Mating takes place on the P. lobata host plant. I have also seen mating pairs om P. auriculata and P. pittieri, indicating that eggs may be laid on these species as well. Eggs are attached at the end of the cylinder, on rootlets (or in this case, pieces of vermiculite) at the base of the P. lobata host plant. They are white, about 1mm long and 0.2mm in diameter.
Another set of of M. violacea eggs attached to root of Passiflora lobata. Egg closeup.
Newly hatched M. violacea larva. Note unpigmented head capsule. Posterior end of newly hatched M. violacea larva, showing the apparently empty sacs or flaps that, in later instars fill, lose the pigmentation, and become spherical.

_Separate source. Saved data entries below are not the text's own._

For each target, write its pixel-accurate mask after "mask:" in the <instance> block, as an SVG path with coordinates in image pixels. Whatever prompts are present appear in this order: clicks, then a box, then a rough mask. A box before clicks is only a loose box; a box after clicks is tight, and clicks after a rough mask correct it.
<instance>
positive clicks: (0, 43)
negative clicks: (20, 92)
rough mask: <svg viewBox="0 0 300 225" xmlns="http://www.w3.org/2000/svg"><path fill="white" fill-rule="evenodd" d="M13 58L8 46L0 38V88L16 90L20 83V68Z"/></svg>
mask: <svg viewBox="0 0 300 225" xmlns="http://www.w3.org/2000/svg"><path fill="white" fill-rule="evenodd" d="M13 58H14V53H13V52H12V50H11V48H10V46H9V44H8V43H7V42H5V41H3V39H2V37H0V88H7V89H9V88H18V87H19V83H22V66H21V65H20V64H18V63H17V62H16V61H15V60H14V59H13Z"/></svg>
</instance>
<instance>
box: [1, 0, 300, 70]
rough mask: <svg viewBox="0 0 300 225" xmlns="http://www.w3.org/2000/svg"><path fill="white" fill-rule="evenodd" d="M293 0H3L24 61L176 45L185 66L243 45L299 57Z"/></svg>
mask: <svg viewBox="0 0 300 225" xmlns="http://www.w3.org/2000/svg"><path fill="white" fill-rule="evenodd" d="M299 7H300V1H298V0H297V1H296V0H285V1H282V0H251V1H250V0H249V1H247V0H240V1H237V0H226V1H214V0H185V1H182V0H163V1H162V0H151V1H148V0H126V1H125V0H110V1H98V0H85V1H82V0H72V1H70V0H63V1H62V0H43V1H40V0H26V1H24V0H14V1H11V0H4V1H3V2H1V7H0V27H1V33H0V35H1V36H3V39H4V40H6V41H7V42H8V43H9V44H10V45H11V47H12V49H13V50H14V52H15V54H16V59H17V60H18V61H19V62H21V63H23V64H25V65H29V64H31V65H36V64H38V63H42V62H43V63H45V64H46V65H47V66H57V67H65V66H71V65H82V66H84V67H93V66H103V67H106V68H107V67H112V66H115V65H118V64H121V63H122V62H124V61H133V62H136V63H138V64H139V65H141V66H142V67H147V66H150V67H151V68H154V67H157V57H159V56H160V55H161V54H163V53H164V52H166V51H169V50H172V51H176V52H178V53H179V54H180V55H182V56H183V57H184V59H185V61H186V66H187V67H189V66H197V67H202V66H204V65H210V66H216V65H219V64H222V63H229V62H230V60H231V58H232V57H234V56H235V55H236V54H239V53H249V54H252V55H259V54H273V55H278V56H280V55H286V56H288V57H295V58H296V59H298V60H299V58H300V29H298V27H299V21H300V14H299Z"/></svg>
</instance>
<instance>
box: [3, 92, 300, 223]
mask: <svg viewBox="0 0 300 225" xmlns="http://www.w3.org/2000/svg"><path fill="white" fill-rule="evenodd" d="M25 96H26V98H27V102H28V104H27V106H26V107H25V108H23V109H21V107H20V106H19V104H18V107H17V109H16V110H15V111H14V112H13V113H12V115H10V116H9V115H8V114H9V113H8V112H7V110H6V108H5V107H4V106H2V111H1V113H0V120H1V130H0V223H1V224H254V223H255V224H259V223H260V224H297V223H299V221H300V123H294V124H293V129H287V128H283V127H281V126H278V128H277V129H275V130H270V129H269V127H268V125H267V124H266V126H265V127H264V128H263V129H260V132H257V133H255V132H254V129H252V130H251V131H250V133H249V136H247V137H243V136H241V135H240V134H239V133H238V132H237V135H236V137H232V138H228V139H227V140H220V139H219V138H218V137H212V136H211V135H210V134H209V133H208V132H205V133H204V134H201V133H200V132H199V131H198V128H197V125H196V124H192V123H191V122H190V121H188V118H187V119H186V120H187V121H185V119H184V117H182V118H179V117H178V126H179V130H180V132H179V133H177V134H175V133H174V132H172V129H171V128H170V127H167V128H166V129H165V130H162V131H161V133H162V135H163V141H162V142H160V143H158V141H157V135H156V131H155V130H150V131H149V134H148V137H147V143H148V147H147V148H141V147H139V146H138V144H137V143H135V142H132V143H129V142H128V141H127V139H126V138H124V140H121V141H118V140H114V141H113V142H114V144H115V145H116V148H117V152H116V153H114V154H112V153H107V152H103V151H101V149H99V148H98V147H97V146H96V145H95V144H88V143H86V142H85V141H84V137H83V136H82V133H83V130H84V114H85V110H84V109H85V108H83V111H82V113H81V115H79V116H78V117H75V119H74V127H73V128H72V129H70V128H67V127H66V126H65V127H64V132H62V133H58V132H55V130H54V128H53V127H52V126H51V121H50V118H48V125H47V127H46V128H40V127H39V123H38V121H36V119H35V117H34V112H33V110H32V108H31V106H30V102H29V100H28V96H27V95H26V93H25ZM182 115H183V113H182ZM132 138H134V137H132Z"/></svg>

Day-old M. violacea larva. Note black head capsule. Six-day-old first instar M. violacea larva. Note dorsal flap organs are still pigmented and are not inflated into spheres.
Second instar larva, crawls looping (inchworm) style, alternating holding to the substrate with forelegs and anal clasper. Length under 1mm. The dark patch behind the thorax is an injury. Closeup of hind end of second instar M. violacea larva. Note tiny transparent spherical balloon organs, very much like older larvae of Parchicola "yellow-tibia".
Near the anal end are straight bristles as well as the spherical balloon organs. This third stage M. violacea larva was found at the base of the P. lobata host plant. The larva is 4.5 mm long.
Even the head capsule of M. violacea has the balloon organs. The posterior segments and clasper.
Third instar larva eating P. lobata root tissue Side view of third instar M. violacea larva.
M. violacea larva looking for pupation site. P. lobata rootlet, showing feeding damage by third instar M. violacea. Note hard root "core" is undamaged.